I was unfazed. "'Course I am! I mean I may not be 100% Chinese, but I have enough Chinese DNA to count I think."

"Oh Tash you know what I mean- I mean you're not Chinese enough."

~ ~ ~ ~ ~

Not Chinese enough.

At the time I was too bogged down with all my musical extra-curricular activities to care much that I didn't have another to add to my list, but I find myself caring now, after about a decade.

On a similar vein, I was thinking of giving dancing a whirl, recently- for fitness, and because I believe in completing things on your bucket list well before you'd normally consider having a bucket list (I'm just that organised in life). I thought of how cool it would be to do some traditional Chinese dancing- with fans and ribbons and whatnot. So I did some Googling and found a group that do adult workshops in London.

My usual devil-may-care confidence went a bit wobbly when I saw the photos of the willowy, beautiful, extremely Chinese ladies practising in their qipaos. And here's me, with my European curves, unremarkable features and distinctly un-Chinese face, hoping to join them.

I'd be like a goose amongst cranes.

Another spanner in the works is my shoddy grasp of the language- despite having studied Mandarin as a side-module at university for two years. It doesn't help that my Chinese friends have all been Cantonese-speakers and the Chinese side of my family speaks Hakka rather than Mandarin, but it's a poor excuse, even so. In fact, I studied Japanese for one year and for some bizarre reason excelled at it, while two years studying my heritage language bore slightly weaker results.

So here I am, wanting to be more involved in my own culture- but finding out that it's not my culture, after all- not really. In fact, it's starting to occur to me that my Chinese friends and family- or at least the people in Chinatown, Wing Yip or other places I frequent with a Chinese community- might actually see me as a bit of a White Girl Wannabe.

Only even without the Chinese side, I'm not really a White Girl, either.

So where the bloody hell do I belong?

I'll never find a community I can fully fit into- it's in the nature of being mixed race, after all, and I think I've forgotten this somewhere along the way. In the meantime, I'll continue to enjoy eating lots of different types of food and learning about my different heritages: and every time someone finds out for the first time that I'm half-Chinese and that my middle name is Ching, and responds with stark disbelief, I'll just have to get over it.

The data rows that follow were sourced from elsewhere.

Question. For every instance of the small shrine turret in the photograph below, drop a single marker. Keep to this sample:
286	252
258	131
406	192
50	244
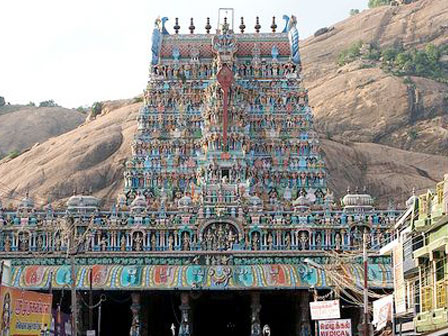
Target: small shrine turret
82	205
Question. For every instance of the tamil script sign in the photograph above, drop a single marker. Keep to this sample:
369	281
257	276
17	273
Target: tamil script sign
335	327
324	310
24	313
61	324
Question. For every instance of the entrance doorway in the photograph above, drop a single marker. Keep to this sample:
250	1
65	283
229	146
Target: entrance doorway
221	314
278	311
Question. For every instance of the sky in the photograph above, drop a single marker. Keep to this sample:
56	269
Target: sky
77	52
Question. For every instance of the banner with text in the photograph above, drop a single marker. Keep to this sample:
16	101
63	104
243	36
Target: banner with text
324	310
382	311
24	313
335	327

Perhaps I will ask about that dance group- perhaps not. I definitely want to take up Mandarin again (and Japanese while I'm at it- no sense in letting my knack for it go to waste...) I just wish I were as blissfully unaware of my 'unwholeness' as I was before. I suppose I'll just have to find a new level of accepting myself, and not caring about what other people think.

And yes, my middle name really is Ching.